Review
"Although chiefly known today for his ties to Fanny Fern and Harriet Jacobs, N. P. Willis is a fascinating figure in his own right, and this book goes a long way toward explaining his significance. Baker does a fine job of exploring Willis's career while making a solid contribution to our understanding of the culture of celebrity, fashion, and society in antebellum America."--Michael Winship, University of Texas at Austin
"A serious study of N. P. Willis is long overdue. Willis was an author, editor, and self-styled arbiter of taste who sparked adoration, condemnation, respect, and ridicule on a wide public stage. His life offers a fascinating perspective on the dynamics of the sentimental literary scene in which he played so important a role. By focusing attention on Willis's public persona, Baker's wonderful book illuminates the historical development of celebrity itself."--Rachel Klein, University of California at San Diego
"This is an absorbing study of a self-absorbed (but now nearly forgotten) poet and essayist who helped invent our modern-day cult of celebrity.

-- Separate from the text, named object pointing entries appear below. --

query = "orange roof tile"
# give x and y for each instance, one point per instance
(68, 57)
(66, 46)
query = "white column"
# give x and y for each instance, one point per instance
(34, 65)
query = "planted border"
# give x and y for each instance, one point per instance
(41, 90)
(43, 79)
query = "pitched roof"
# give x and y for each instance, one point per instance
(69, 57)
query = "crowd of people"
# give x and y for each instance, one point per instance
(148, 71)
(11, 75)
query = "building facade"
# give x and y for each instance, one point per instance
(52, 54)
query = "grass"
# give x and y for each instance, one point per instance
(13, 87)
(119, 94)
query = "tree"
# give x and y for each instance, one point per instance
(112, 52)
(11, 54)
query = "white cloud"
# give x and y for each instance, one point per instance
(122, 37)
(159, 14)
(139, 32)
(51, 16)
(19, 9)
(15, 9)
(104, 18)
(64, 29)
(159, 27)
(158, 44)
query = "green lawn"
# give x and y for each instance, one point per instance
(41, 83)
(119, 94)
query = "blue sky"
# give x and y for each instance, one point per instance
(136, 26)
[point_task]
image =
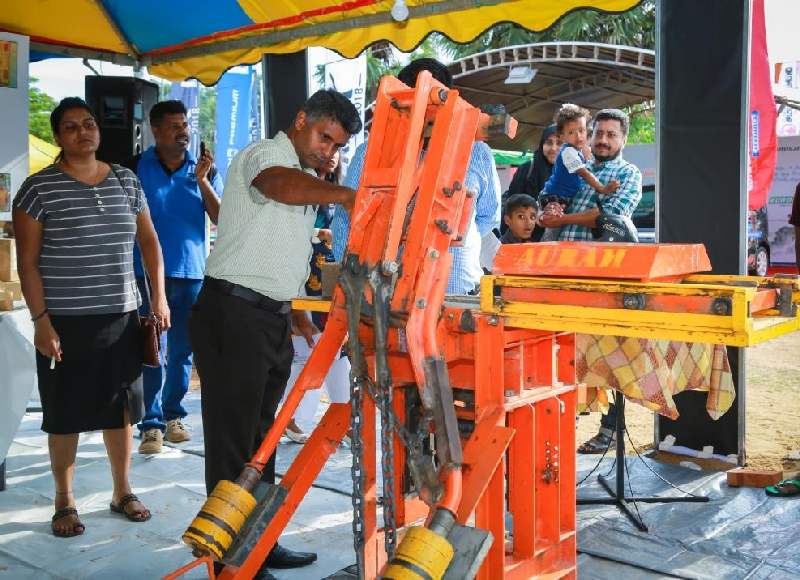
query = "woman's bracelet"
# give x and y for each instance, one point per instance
(38, 316)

N. P. Willis retailed his own cosmopolitan personality and those of other writers of his day, turning gossip into a saleable commodity and gaining fame and fans in the process. Thomas N. Baker's deeply researched book brings to life an important segment of the cultural vanguard of the mid-nineteenth century New York intellectual world, promoted to self-importance via the new techniques of celebrity journalism. The downside of celebrity is fully displayed as well, when public characters become engulfed in scandalous events that become front-page news. Baker has produced a rich and engaging story about the burdens of fame that resonates with modern-day concerns about the public's right to know intimate details of a public figure's life."--Patricia Cline Cohen, University of California at Santa Barbara
Product Description
Sentiment and Celebrity tells the story of a man the New York Times once called "the most talked-about author in America". A widely admired, if controversial master of the sentimental appeal poet and "magazinist" Nathaniel Parker Willis (1806-1867) was a pioneer in the modern business of celebrity. By charting the shape and thrust of the various controversies that surrounded Willis, this book shows how the cultural and commercial impulses that fostered the development of antebellum America's love affair with fame and fashion drew power and sustenance from the concurrent allure of genteel cultivation and sentiment.